My stepfather has Alzheimer’s. Can my mom date someone else?
When I was a kid, my parents had huge fights over books my dad stole from the wonderful library at the college he attended on the GI Bill. It was 10 bound volumes of 19th century Harper’s Bazaar. Growing up, I went through them all and found them fascinating. My dad died when I was 20, so I finally broached with my mom the idea of returning the books. She did her word of mouth thing and said, “I’ll think about it,” which was her usual way of not handling something. I tried to talk to her about it several times over the years and realized that she was afraid it would reflect badly on her, because she hadn’t persuaded him not to keep them.

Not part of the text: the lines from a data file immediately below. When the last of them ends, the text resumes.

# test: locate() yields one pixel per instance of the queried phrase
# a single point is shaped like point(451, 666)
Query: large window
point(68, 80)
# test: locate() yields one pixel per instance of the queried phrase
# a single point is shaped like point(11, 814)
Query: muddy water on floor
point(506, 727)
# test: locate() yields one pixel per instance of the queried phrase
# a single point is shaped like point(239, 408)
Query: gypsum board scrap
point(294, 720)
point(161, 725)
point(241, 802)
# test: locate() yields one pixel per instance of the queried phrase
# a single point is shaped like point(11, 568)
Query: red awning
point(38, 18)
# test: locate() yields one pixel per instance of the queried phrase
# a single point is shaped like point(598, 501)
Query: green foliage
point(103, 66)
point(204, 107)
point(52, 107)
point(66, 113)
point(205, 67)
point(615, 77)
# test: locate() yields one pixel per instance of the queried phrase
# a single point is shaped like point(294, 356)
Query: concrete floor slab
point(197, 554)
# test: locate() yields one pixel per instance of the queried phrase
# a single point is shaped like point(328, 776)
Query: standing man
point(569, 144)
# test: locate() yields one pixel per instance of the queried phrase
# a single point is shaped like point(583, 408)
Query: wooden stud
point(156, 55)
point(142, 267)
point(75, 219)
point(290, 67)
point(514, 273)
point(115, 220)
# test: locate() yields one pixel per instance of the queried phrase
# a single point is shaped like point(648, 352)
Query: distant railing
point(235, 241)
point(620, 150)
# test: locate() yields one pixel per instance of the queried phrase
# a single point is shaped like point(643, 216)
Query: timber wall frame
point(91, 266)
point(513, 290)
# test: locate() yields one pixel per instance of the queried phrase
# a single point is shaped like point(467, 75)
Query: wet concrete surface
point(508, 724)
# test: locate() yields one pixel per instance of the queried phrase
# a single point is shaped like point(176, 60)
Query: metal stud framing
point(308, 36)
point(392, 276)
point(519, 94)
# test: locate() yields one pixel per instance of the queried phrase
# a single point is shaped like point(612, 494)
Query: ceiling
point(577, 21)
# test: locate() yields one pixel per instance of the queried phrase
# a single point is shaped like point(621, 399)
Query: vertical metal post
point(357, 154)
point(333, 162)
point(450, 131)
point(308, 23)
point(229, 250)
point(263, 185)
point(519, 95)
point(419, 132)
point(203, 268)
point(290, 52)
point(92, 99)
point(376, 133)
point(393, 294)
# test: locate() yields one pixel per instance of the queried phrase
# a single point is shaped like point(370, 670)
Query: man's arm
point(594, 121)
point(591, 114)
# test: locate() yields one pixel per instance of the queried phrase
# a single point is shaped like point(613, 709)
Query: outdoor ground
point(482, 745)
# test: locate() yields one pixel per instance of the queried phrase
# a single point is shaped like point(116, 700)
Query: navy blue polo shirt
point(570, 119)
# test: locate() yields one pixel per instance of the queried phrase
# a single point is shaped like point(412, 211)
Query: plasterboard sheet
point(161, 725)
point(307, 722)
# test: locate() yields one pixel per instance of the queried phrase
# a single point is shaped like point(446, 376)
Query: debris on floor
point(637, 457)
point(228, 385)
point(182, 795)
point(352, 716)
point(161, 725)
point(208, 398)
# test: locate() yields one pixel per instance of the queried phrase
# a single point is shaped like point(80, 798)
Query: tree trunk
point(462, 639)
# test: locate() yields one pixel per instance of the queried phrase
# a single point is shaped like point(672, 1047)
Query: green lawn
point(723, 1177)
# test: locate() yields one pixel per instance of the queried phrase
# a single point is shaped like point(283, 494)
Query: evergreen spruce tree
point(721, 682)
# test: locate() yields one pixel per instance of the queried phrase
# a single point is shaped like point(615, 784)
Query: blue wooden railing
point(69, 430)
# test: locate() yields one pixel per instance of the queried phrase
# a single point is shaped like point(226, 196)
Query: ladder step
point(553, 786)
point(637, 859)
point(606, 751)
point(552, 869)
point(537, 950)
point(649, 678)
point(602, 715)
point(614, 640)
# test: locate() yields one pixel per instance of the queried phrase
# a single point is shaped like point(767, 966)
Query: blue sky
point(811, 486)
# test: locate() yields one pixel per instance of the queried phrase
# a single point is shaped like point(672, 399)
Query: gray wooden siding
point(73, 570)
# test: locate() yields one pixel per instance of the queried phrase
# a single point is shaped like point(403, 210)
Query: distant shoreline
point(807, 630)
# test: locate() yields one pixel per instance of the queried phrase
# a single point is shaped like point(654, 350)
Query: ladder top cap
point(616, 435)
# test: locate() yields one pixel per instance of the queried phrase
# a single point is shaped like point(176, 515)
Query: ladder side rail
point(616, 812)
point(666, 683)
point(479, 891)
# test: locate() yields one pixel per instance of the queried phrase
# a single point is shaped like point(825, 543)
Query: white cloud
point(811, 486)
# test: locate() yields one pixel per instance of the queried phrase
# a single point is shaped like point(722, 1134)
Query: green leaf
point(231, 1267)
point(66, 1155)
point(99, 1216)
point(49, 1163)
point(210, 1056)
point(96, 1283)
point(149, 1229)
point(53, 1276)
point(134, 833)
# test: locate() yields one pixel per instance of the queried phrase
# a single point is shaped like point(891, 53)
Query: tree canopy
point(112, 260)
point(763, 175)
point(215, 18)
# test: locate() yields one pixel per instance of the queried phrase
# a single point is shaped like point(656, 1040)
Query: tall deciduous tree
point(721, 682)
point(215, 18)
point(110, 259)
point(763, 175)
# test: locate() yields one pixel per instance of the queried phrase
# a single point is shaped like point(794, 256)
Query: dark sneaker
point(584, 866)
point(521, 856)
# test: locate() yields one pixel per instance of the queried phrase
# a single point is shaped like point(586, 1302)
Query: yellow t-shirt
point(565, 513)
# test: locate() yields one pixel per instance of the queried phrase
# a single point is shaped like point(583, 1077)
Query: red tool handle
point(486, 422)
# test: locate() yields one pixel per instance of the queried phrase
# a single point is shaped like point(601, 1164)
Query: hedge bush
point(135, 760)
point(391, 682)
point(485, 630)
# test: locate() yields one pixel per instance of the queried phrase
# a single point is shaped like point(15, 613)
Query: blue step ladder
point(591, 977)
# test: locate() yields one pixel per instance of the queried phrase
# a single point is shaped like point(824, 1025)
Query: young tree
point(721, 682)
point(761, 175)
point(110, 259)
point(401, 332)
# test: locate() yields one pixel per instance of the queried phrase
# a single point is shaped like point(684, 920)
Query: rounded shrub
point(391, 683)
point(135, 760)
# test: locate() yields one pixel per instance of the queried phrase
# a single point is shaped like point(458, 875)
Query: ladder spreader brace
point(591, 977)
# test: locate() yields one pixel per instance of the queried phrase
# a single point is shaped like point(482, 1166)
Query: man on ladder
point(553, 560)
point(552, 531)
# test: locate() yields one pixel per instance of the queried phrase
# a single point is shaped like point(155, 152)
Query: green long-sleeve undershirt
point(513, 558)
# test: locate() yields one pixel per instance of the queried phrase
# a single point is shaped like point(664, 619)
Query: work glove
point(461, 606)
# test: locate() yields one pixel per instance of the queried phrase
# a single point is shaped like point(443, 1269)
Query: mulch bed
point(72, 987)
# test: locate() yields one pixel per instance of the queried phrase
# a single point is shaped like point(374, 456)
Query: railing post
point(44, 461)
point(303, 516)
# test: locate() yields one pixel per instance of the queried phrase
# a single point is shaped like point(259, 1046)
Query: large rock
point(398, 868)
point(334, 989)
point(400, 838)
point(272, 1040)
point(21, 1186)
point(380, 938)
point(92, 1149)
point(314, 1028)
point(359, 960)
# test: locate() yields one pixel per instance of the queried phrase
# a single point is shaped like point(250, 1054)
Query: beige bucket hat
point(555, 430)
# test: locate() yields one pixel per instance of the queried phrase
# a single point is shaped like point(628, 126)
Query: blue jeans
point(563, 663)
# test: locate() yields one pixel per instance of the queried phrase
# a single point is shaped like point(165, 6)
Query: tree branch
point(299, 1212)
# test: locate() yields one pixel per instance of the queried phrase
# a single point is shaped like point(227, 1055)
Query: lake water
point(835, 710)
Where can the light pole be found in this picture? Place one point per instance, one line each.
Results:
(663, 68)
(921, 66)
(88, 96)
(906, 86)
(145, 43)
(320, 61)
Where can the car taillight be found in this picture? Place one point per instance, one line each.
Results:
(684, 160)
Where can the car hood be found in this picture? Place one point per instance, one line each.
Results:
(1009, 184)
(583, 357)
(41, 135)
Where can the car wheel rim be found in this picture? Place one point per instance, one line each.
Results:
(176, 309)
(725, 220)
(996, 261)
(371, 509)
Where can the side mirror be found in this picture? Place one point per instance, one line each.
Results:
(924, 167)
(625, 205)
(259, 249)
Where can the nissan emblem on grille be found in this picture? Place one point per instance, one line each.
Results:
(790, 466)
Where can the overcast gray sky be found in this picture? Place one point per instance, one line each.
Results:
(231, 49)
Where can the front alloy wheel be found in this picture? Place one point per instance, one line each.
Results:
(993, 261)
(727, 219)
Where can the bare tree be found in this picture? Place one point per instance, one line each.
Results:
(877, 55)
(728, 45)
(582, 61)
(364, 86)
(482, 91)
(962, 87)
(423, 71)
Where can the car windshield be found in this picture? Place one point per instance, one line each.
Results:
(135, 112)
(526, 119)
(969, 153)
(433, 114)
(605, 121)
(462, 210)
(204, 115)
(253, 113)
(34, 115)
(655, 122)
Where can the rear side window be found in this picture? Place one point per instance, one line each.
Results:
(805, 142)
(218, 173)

My mother died four years ago and I told my sister that I wanted to return the volumes. She lives in Mom’s house and therefore has physical control of it. She insists Dad told her he rewarded them for an essay he wrote. I’m sure daddy told her that, but she won’t admit it was a lie. I pointed out to him that the volumes are not sequential, which makes no sense for such a price. I told her my memories of our parents arguing about it, and she refuses to believe me.
I feel great guilt that these books, which could help someone’s scientific research, are just sitting on a shelf. I don’t know if I should do something or just give up. Masked name
The flight of shared ownership – a category that includes library books – is particularly unfortunate. This can worsen the situation for an entire community. So I understand your guilt. It must be infuriating too that your sister refuses to face the inconvenient truth and resists your decent impulse to put these things in their place. There is a lesson here in the human tendency to align what we think is true with what we would like to be true. We may hesitate to replace an enchanting story about an award-winning essay with a disenchanted story about library theft. Our cherished lies will not bow to new evidence; we bind them with hard covers.
Nevertheless, you might find some reassurance in the fact that the full version of this magazine is available digitally in many libraries, including almost certainly the one you mention. (I just looked at the first issue, which appeared in 1867, on the website of the library of the university where I teach. It advertises itself as “a repository of fashion, pleasure and instruction” – a bit like my classroom when it’s full of students.) And researchers who need to access the actual pages can locate physical copies stored somewhere. Another inconvenient truth: Libraries have often selected bound periodicals like these for alienation, a process that sometimes ends in their destruction. You can’t be sure the library would even accept their return.
Kwame Anthony Appiah teaches philosophy at NYU. His books include ‘Cosmopolitanism’, ‘The Honor Code’ and ‘The Lies That Bind: Rethinking Identity’. To submit a request: email [email protected]; or send mail to The Ethicist, The New York Times Magazine, 620 Eighth Avenue, New York, NY 10018. (Include daytime phone number.)